I did some essays, and this code kind of does it, but the problem is that it don't gives to me the full output:

#include <string>
#include <sstream>
#include <vector>
#include <iostream>
using namespace std;

vector<string> split(string str,string sep){
char* cstr=const_cast<char*>(str.c_str());
char* current;
vector<string> arr;
current=strtok(cstr,sep.c_str());
while(current!=NULL){
arr.push_back(current);
current=strtok(NULL,sep.c_str());
}
return arr;
}

int main(){
string items = "2833ae7~2be;2833ae8~2272";
vector<string> food = split(items, ";");
for(unsigned int i = 0; i < food.size(); i++)
{
if(food[i].find("2be") != string::npos)
{
vector<string> arr = split(food[i],"~2be");


cout << "Output ("<< i << ") = " << arr[0] << endl;

}// end if

}// end for

return 0;
}// end main


The output i get is:

Output <0> = 833a


When it should be:

Output <0> = 2833ae7


What im doing wrong?

Answer

As others have mentioned in the comments, modifying the character array you get from std::string::c_str() is undefined behavior. strtok() modifies its parameter to mark the tokens, so you can't use it here.

Splitting an std::string by a single-char delimiter is not hard. One way you could do it is like this:

std::vector<std::string> split(const std::string &input, std::string::value_type delim)
{
    std::stringstream ss(input);
    std::vector<std::string> tokens;
    std::string token;
    while (std::getline(ss, token, delim))
    {
        tokens.push_back(token);
    }

    return tokens;
}

You can then split your string like this:

std::vector<std::string> tokens = split("2833ae7~2be;2833ae8~2272", ';');

This will give you a vector containing two elements: "2833ae7~2be" and "2833ae8~2272".
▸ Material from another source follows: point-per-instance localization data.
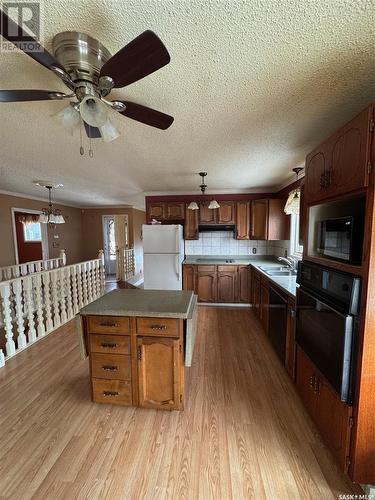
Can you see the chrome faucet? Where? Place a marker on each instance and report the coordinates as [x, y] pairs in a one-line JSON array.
[[289, 261]]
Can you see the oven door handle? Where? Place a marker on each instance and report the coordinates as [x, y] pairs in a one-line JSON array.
[[323, 303]]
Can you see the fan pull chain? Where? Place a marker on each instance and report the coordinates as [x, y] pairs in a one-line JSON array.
[[81, 149]]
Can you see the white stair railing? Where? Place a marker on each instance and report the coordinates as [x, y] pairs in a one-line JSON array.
[[34, 305], [125, 263], [36, 266]]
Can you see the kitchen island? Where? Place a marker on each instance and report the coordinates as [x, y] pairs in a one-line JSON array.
[[139, 342]]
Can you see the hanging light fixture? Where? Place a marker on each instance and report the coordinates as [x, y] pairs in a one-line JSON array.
[[193, 205], [292, 205], [50, 215]]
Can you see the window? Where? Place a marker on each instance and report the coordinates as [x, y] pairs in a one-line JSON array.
[[295, 248], [32, 232]]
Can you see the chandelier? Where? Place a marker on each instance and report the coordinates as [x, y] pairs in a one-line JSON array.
[[193, 205], [50, 215]]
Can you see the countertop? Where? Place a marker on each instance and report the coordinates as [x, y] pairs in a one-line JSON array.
[[147, 303], [288, 284]]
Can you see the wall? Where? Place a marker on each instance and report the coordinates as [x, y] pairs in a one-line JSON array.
[[70, 234]]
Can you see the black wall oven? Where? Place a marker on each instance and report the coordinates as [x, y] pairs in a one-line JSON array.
[[327, 323]]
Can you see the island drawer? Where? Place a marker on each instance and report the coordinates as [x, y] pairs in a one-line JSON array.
[[110, 344], [112, 391], [111, 366], [163, 327], [108, 324]]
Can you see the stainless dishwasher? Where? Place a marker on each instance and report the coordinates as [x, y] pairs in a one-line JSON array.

Now for the second part you can't use the same split() method because it only works for single-char delimiters. But you could do something like this instead:

for (std::size_t index = 0; index < tokens.size(); ++index)
{
    if (tokens[index].find("2be") != std::string::npos)
    {
        std::string::size_type pos = tokens[index].find("~2be");

        std::cout << "Output (" << index << ") = " << tokens[index].substr(0, pos) << "\n";
    }
}

Using the same idea you could also try to rewrite the split() method to make it work for string delimiters, not just single-char ones like my version.